Санина лишь хмурилась, пытаясь сообразить, но связи между «очнулась», кроватями, женщинами и собой, найти не могла.
Вскоре мужчина высокий появился, прошел стремительно в палату напрямую к девушке, присел на табурет и давай руки щупать, да взглядом ее сверлить. Лена отдернуть руку хотела — не смогла, не слушалась рука.
— Спокойно, пульс хороший, — заверил капитана мужчина.
Та хмурилась:
— Вы кто? — то ли прошипела, то ли прохрипела. Горло от этого усилья будто колючками покрылось, сухо во рту.
Но мужчина услышал, понял.
— Юрий Иванович, — кивнул представившись. — Как зовут вас?
Лена растерялась — простой вопрос, а где ответ взять?
— Хо-ро-шо — протянул так, что и уточнять не надо — ничего хорошего. — Что ж, Ольга Григорьевна, — повернулся к той женщине в белом халате. — Обязательный массаж мышц и начинайте поднимать потихоньку. Как можно чаще. А там посмотрим.
Женщина кивнула.
Как ушел врач, Лена не заметила и даже забыла, что он был. Она видела, как предметы вокруг меняются и, словно поднималась над ними.
— Вот, — поправила ей подушку под головой Ольга, подняв изголовье кровати. — Посиди.
У Лены голова кругом шла. Девушка жмурилась, открывала глаза, опять жмурилась, и устала, заснула.
Банга в тот же день в отделении появился. «Насладился» ее пустым взглядом, в котором и проблеска мысли нет и к врачу пошел.
— Пришла в себя, — заверил тот, только увидев генерала.
— Да? У меня другое мнение сложилось, — бросил сухо.
— Товарищ генерал, пациентка еще нестабильна, поэтому естественно еще не узнает ни вас, ни меня, себя-то не помнит. Возможно, развилась амнезия, что тоже вполне объяснимо. Но пациентка жива, думаю самый сложный острый период позади. Дальше процесс реабилитации покажет, что к чему.
— Амнезия это как?
— Это полная или частичная потеря памяти.

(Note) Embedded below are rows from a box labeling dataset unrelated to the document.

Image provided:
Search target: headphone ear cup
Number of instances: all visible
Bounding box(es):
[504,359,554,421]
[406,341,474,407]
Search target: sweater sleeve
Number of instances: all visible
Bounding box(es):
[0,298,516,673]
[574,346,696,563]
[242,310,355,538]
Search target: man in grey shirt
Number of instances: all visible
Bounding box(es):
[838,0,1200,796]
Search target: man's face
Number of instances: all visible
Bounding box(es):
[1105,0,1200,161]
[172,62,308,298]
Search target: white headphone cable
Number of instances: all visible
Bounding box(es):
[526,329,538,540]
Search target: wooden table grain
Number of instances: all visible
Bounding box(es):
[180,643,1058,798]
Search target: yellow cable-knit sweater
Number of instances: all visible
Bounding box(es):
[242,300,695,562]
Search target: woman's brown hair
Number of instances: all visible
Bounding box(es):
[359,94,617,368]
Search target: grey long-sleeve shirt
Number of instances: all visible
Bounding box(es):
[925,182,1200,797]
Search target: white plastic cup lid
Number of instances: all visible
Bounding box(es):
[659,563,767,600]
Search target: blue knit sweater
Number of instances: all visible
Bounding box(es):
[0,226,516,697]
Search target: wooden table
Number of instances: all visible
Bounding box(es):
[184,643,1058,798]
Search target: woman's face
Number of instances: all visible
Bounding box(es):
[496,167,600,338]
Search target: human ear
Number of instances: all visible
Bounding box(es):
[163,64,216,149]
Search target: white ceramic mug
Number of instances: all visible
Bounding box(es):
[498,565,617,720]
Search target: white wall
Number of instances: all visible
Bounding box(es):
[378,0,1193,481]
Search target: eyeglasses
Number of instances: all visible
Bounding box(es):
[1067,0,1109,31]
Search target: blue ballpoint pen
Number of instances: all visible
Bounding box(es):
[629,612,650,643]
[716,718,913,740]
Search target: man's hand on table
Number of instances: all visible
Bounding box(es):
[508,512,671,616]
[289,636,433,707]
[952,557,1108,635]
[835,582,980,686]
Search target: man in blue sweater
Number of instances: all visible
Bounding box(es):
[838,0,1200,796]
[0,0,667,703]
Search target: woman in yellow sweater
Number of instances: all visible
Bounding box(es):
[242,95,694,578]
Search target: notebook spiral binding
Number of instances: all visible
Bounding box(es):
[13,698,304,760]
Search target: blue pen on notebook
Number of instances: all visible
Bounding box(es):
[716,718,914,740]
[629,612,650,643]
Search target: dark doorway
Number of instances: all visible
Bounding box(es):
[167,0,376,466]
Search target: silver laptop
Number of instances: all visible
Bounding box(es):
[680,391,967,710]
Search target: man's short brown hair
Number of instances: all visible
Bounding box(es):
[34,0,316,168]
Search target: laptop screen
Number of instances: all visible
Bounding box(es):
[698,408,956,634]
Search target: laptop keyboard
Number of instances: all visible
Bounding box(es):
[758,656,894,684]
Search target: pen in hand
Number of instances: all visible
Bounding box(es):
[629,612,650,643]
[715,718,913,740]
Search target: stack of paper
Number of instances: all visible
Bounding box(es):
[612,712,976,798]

Артур задумался: может и не беда это, а счастье. Он бы с радостью все дерьмо, что за эти четыре года нахлебал забыл, да не забывается, хоть тресни.
— Память восстановится?
— Пока сложно об этом говорить. Для начала мышечный тонус нужно восстановить, поднять на ноги пациентку, а параллельно уже заниматься вопросами состояния нервной системы.
Мужчина помолчал, поглядывая на доктора с подозрением и, вышел. Не нравился ему Сивухин. Может и светило, но человек явно паршивый.
И решил своего психолога послать. Аркадий кустарь, а не светило, но мозг промывает — ни один мастер не сравниться. Пусть покопается, что к чему и Банге готовый вердикт выдаст.
Не верит он Сивухину.
Через пару дней Лена уже спокойно сидела на постели и разрабатывала пальцы, сжимая и разжимая мячик, и так была сосредоточена, что не заметила, как в палате появился седой мужчина в форме майора. Сел напротив нее.
— Что это за предмет? — спросил тихо.
— Мяч, — ответила и уставилась на мужчину.